MUSINGS - Future Industrial Relations (II)

 

In the first instalment of this extended essay, I advanced the view that even though many may have predicted the imminent demise of the workers’ organisation, given the individualisation of many 
of the floor of rights accorded to workers and the ongoing decline in union density or membership, coupled with an anti-union ideology on the part of many employers, this suggestion may be deemed in the words of Mark Twain “grossly exaggerated”, in light of the relative weakness of individual enforceability of workers’ rights; a weakness that may be cured by collective action, and the current global recession that is necessitating a new war on want especially for those workers at the bottom of the economic ladder.
 
Another factor that is likely to impact at least moderately on the modern workers’ organisation in future is that of increased globalisation, once aptly termed by former Vice-Chancellor of the University of the West Indies, Professor Rex Nettleford, as “a modern expression for an old obscenity”.
 
Among the challenges for the labour movement presented by globalisation and identified by Rolando Muck of Dublin City University in a 2010 article entitled “Globalisation and the Labour Movement: Challenges and Responses”, are the informalisation of labour, international migration, the routinisation of labour practices and a sustained attempt by capital to make the world’s workers pay for the collapse of the neoliberal globalisation model nearly a decade ago. 
 
He suggests, drawing on the Dutch experience, that trade union strategies to confront these challenges ought to include “the organisation of new workers hitherto unrepresented in the traditional union, a clear orientation towards social justice and a vigorous engagement in the battle of ideas in terms of a vision for an alternative social order”.
 
So far as labour migration is concerned, the Revised Treaty of Chaguaramas, the virtual Constitution of the nascent or stillborn Caribbean Single Market & Economy, already provides for lawful access to the labour market of member states of CARICOM for certain categories of workers from other member states. 
 
While these workers will have legitimate access to the labour market, not all migrant workers will satisfy this criterion.
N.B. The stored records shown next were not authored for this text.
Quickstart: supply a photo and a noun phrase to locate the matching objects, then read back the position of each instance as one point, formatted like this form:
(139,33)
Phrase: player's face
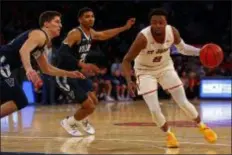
(158,24)
(87,19)
(54,26)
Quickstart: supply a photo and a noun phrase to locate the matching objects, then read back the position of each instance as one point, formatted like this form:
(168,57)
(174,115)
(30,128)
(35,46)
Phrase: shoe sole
(62,124)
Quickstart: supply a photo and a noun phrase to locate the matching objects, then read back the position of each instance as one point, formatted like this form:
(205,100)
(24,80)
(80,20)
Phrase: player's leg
(176,89)
(7,108)
(12,98)
(108,88)
(74,91)
(123,90)
(147,87)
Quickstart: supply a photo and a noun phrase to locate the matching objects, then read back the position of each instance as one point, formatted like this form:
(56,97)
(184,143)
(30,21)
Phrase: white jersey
(155,56)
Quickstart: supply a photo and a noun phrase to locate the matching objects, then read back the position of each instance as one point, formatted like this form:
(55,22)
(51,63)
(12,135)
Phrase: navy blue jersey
(68,58)
(9,54)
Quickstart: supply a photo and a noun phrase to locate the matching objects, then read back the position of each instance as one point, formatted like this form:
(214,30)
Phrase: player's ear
(46,24)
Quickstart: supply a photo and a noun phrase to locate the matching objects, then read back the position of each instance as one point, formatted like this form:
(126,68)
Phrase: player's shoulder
(38,34)
(74,32)
(146,29)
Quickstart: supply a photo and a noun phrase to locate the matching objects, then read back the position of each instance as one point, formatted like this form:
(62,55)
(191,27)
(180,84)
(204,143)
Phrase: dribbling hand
(130,22)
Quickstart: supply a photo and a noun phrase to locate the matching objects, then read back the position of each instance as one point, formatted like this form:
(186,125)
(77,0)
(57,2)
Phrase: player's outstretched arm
(139,43)
(107,34)
(35,39)
(53,71)
(183,48)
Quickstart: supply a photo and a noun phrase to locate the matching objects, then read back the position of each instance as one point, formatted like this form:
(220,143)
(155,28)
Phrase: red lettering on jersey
(157,59)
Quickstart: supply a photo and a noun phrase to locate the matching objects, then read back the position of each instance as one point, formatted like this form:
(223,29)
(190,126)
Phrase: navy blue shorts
(11,91)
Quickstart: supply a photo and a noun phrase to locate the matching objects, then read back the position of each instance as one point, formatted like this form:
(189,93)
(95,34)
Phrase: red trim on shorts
(149,92)
(174,87)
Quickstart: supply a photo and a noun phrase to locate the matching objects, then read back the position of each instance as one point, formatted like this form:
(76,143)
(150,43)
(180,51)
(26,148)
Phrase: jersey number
(157,59)
(83,57)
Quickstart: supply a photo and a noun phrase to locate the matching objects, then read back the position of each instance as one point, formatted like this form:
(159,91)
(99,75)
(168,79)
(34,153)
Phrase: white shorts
(148,82)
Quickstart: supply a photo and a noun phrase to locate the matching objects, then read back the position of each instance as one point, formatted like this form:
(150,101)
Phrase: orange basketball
(211,55)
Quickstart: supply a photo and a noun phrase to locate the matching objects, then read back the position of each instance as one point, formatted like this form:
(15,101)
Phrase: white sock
(72,120)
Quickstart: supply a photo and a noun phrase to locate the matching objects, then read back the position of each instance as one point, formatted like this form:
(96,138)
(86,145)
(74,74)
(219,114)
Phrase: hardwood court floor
(123,127)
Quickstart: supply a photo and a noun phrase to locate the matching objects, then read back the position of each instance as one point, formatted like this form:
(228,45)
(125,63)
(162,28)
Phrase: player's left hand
(130,22)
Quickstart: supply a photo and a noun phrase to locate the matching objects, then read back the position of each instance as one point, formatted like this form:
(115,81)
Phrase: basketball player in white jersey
(153,64)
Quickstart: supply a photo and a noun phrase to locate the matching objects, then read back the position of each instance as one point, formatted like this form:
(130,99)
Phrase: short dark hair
(83,10)
(158,11)
(47,16)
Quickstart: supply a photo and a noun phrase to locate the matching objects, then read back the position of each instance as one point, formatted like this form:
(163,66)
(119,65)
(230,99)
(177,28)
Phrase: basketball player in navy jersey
(18,53)
(72,54)
(153,64)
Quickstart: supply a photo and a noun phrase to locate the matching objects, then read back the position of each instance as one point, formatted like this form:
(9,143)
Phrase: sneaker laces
(86,124)
(74,126)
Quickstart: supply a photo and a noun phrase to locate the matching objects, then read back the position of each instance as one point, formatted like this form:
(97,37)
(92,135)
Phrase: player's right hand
(34,77)
(131,87)
(75,74)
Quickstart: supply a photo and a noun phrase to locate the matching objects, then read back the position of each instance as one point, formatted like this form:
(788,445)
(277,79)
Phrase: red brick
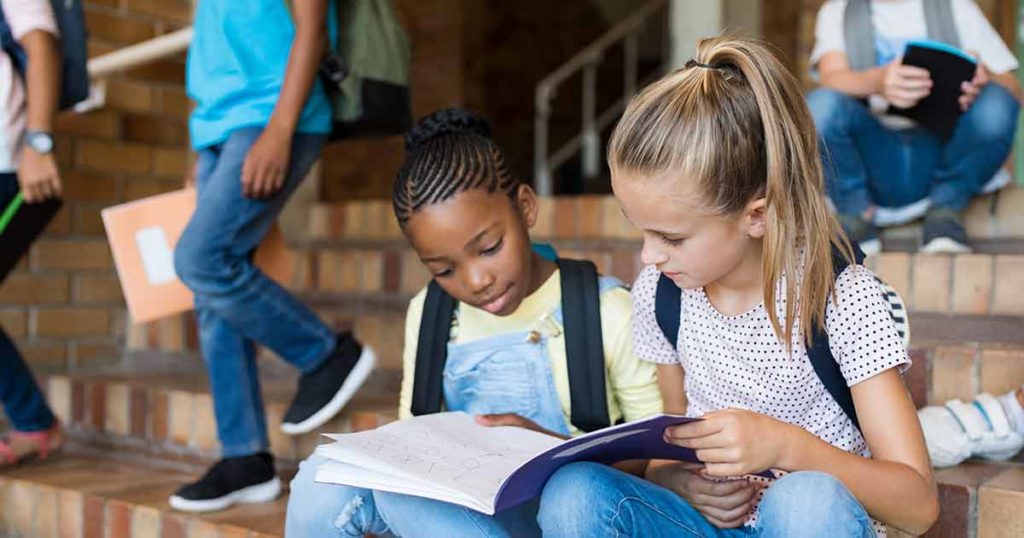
(153,129)
(101,123)
(14,322)
(73,254)
(179,10)
(115,157)
(98,288)
(73,322)
(34,289)
(129,96)
(119,30)
(94,518)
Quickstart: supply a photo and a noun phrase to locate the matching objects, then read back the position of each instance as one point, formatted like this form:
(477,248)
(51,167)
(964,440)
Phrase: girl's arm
(266,165)
(896,485)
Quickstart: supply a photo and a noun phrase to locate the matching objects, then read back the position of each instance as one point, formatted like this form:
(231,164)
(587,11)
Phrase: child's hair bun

How then is the workers’ organisation to treat with these individuals? Some unions in other jurisdictions have sought to organise such workers on the basis that “workers are workers are workers” in order to preclude the possibility of employers using their dubious status to undercut remuneration and other conditions of employment for local workers. 
 
It must be recognised however that sentiments of nationalism and nativism run deep and that the collision between these sentiments and humanity to strangers will ultimately determine the way forward for unions in this context. All this is, of course, subject to the legality of the employment in the first place, since it is in very limited circumstances only that any employment rights may be availed of under an illegal contract of employment. 
 
Additionally, public and private sector retrenchments test union strength, although the provisions of the Employment Rights Act, as witnessed in its recent decision concerning the unfair dismissal of the workers from the National Conservation Commission, do endow the representative union with some significant consultative rights in the entire process. 
 
There are more than a few who espouse the view that the historical struggle between capital and labour is now outdated and that the time has come for a partnered approach between them, directed towards an improvement of the economy through increased productivity.
 
According to one local writer, “Capital, often invested at tremendous risk, has a legitimate right to a fair return on investment…Labour, a key factor of production, has an equally legitimate right to a fair living wage and should not be forced to sell itself at increasingly marginal rated while capital earns supernormal profits…” It is not difficult to agree with this, even though it must be conceded that the devil of an optimal solution here is in the details. 
 
For instance, one vice-president of human and labour relations at Canadian Pacific Railroad suggests that if unions, traditionally perceived as representative of blue collar or public workers, are going to progress, “they’ve got to make it compelling for people to belong to that group that has an affiliation and an image for them that they can aspire to and be a part of…”
 
And while some see a role for unions in future – “If trade unions are permanently weakened and labour’s share of economic growth continues to decline, this could undermine the moral legitimacy of liberal democracy’, argues one writer, while another refers to Canadian studies that indicated  “around 50 000 people a year join a union for the first time in Canada across the country” – others are less sanguine. The chief economist with the Canadian Federation of Independent Business was minded to assert,   “The workplace’s evolving. We are seeing higher educated people, we’re seeing people who are more discerning with information and they are choosing that they’d much rather work in a non-unionised workplace than a unionised one. There is also a portion of unionised workers who would rather not be unionised. My question to the symposium then, as it is now to my readers appropriately altered – Which of these contrasting positions better apply to Barbados?
 
Postscript.
Congratulations to my former English teacher, Canon Ivor Jones, on reaching the 100th anniversary of his birth last week. Well lived, Sir!